Since I first explained here why Amgen (AMGN) was more undervalued than Johnson & Johnson (JNJ), the former has soared by 15.7%, beating the latter more than 20x over. Amgen further beat the return of the Dow Jones by 1,140 bps. In light of the recent success, an additional review is in order. Based on my multiples analysis and DCF model, I find that Amgen continues to provide the value play that J&J does not.
From a multiples perspective, J&J is the cheaper of the two. It trades at a respective 15.9x and 12.5x past and forward earnings while Amgen trades at a respective 16.9x and 11.5x past and forward earnings. J&J further offers a dividend yield that is 140 bps higher at 3.5%. But here is the catch. Amgen is facing patent expiry issues, exposed to tremendous biosimilar competition, and has greater expectations for accelerating earnings. This makes the firm a much greater takeover target than J&J.
At the third quarter earnings call, J&J's management noted only decent results:
Worldwide sales to customers were $16 billion for the third quarter of 2011, up 6.8% as compared to the third quarter of 2010. On an operational basis, sales were up 2.6%, and currency had a positive impact of 4.2%.
In the U.S., sales decreased 3.7%. In regions outside the U.S., our operational growth was 8.3%, while the effective currency exchange rates positively impacted our reported results by 8.1 points.
The Western Hemisphere excluding the U.S. grew by 17.1% operationally, while the Asia-Pacific, Africa region grew 8.1% on an operational basis. Europe grew 4.9% operationally.

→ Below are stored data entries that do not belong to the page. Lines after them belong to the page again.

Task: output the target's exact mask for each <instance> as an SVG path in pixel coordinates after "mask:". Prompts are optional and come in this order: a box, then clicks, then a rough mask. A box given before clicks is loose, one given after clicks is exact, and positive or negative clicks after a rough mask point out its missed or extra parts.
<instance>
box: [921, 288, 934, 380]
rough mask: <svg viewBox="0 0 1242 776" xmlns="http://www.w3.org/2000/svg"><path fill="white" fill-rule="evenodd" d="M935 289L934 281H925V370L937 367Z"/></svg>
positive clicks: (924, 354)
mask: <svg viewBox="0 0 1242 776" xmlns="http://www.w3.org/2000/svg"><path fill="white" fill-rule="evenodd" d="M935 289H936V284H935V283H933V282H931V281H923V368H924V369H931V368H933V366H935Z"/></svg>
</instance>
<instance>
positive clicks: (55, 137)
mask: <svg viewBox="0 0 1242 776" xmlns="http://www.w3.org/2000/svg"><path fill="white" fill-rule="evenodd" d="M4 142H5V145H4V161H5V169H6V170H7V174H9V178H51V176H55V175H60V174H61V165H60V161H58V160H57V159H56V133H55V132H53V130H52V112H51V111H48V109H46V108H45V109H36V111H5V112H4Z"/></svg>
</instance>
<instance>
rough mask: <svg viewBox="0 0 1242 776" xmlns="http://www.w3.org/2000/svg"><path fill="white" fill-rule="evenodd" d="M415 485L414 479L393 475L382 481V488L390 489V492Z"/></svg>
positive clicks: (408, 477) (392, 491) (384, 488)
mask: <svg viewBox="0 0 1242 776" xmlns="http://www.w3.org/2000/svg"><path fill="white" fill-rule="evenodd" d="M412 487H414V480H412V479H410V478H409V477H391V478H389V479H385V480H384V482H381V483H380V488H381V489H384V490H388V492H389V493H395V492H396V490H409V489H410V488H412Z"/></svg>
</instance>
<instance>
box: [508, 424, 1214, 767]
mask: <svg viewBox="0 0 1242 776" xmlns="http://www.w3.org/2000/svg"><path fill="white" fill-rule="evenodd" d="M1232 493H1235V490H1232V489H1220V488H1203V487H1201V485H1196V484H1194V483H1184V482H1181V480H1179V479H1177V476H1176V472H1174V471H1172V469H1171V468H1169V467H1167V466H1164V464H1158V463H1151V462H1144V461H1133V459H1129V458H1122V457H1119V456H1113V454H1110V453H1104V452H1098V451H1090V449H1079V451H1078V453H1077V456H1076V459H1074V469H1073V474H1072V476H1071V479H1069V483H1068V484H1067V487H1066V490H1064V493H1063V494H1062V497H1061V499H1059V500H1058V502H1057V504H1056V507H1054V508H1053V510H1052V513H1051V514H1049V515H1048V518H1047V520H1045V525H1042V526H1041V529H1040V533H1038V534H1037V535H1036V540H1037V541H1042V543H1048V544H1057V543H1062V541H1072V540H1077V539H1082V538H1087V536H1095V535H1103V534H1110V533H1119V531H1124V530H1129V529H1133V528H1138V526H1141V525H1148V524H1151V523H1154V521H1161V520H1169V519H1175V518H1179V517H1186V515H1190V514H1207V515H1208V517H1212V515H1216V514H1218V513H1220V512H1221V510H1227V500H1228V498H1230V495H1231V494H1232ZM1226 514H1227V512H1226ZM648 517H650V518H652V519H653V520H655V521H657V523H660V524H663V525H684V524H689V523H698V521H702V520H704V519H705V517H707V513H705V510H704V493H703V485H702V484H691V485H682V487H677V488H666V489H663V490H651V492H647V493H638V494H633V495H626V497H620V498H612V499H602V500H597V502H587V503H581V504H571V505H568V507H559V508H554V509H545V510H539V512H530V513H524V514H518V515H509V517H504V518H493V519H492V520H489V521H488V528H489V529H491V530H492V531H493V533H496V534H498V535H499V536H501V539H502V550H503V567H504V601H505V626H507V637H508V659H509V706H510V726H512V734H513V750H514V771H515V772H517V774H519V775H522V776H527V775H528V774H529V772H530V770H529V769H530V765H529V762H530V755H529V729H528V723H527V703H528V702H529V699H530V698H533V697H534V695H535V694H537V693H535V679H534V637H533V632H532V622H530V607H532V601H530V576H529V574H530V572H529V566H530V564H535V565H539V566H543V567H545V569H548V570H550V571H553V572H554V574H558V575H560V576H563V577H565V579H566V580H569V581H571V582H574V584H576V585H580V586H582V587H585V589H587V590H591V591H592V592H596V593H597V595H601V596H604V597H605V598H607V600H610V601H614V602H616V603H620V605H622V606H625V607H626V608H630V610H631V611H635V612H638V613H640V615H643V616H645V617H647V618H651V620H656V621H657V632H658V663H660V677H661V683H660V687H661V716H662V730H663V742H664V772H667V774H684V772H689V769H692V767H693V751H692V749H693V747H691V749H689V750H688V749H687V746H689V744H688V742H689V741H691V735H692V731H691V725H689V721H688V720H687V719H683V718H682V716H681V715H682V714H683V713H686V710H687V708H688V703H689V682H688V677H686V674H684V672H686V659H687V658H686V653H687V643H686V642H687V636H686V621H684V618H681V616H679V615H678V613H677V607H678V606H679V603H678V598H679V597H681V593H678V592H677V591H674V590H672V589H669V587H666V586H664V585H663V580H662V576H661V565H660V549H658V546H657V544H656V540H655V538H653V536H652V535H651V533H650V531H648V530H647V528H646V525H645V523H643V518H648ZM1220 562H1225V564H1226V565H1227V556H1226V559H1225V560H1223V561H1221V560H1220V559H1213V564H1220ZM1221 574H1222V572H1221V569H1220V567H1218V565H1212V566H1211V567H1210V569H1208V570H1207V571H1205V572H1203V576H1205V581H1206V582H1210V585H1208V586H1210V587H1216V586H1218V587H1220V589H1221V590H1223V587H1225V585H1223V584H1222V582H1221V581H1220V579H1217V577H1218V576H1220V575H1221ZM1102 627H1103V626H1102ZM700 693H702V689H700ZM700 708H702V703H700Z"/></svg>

The company released several major drugs in 2011. Zytiga prescriptions have been flat in recent months and although J&J claims that this is due to IMS not capturing all channels, I view it is a clear check in the "negatives" column. Complera - a treatment for HIV - has also not been as successful as Gilead's (GILD) Atripla over this time following release. Xarelto may have just started to penetrate the market, but Boehringer Ingelheim's Pradaxa already has a formidable 8.2% share that will be nearly impossible to take away.
Consensus estimates for J&J's EPS forecast that it will grow by 4.2% to $4.96 in 2011 and then by 5.2% and 7.1% more in the following two years. Assuming a multiple of 15x and a conservative 2012 EPS of $5.19, the rough intrinsic value of the stock is $77.85, implying 19.8% upside. If the multiple were to decline to 13x and 2012 EPS turns out to be 2.9% below consensus, the stock would be fairly valued. It is rated a "buy" on the Street.

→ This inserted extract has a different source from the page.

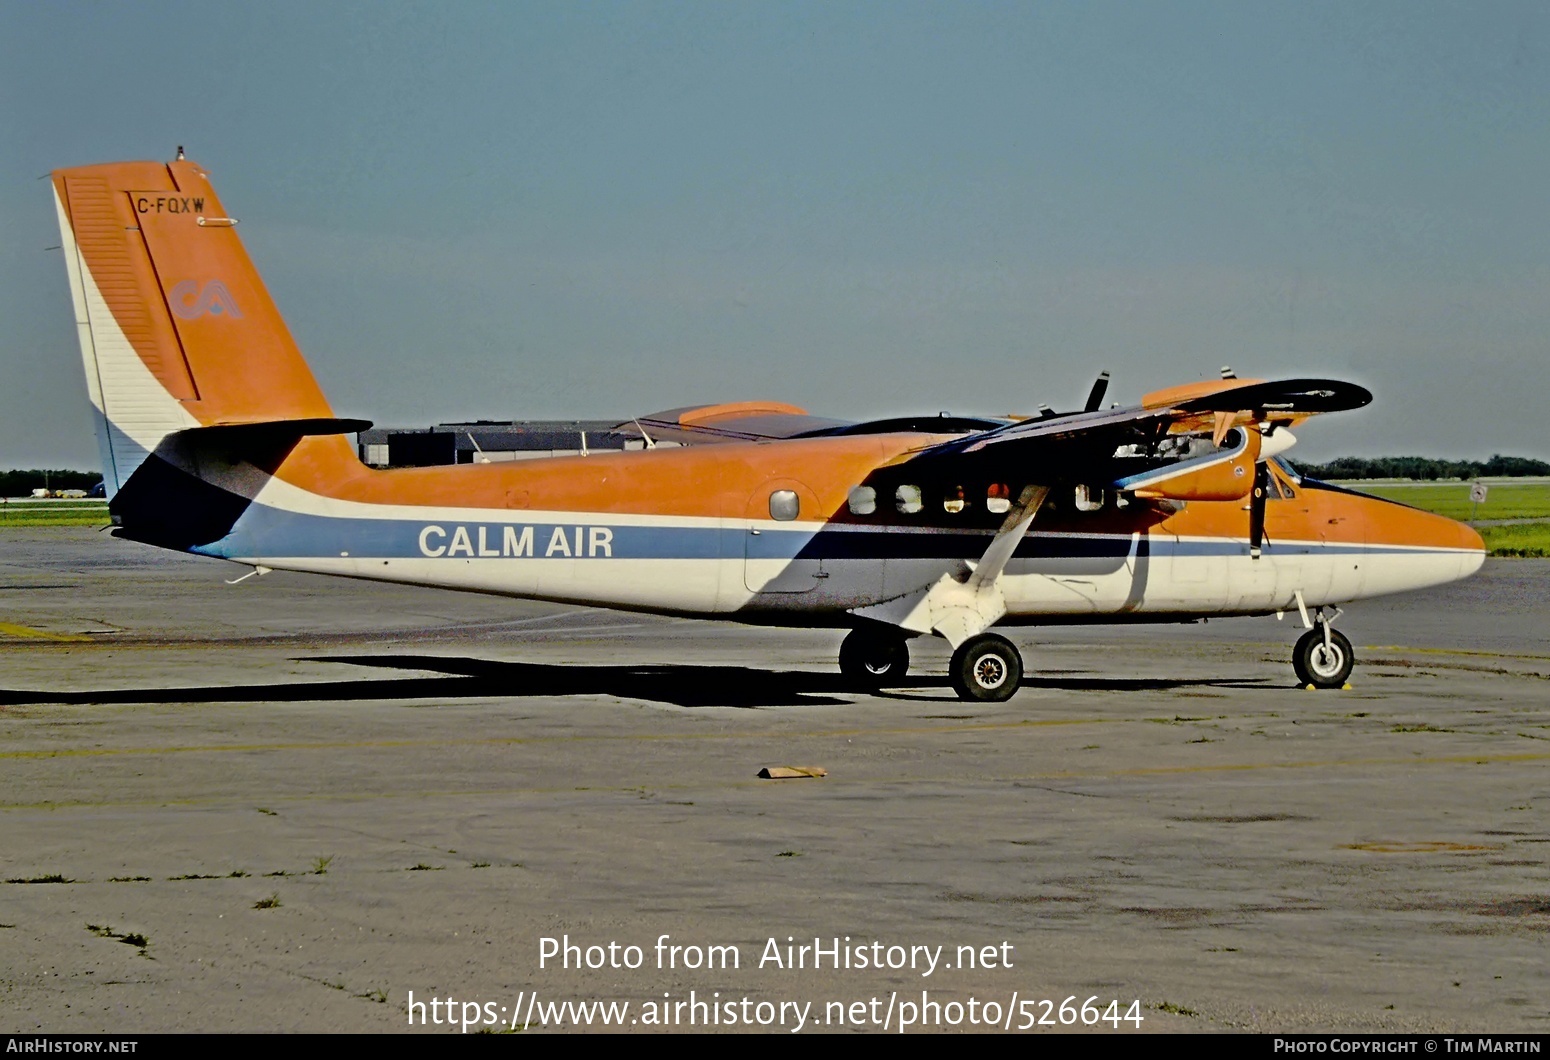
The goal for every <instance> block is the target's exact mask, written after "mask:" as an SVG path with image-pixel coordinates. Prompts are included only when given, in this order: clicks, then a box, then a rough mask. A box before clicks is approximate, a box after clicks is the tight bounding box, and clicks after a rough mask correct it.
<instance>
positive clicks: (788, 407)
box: [615, 401, 849, 445]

Amgen, in my view, has meaningfully greater upside. Prolia and Xgeva will help drive top-line momentum. I am highly bullish on the company's cancer drugs, which raise rewards and attract investors. Xgeva could achieve a $5B peak in the next decade from cancer indication. Epogen and Aranesp for anemia treatment, however, face headwinds from reimbursements and tougher labels. Amgen will also see five of its blockbuster drugs lose patent rights by 2015, which will result in an attractive takeover when the capital markets has fully recovered.
Consensus estimates for Amgen's EPS forecast that it will grow by 2.3% to $5.33 in 2011 and then by 10.7% and 12.4% more in the following two years. ASsuming a multiple of 15x and a conservative 2012 EPS of $5.65, the rough intrinsic value of the stock is $84.75, implying 25% upside. This exact same figure is yielded when modeling a CAGR of 8.4% for EPS over the next three years and then discounting backwards by a WACC of 9%. Accordingly, I further see outperformance by Amgen.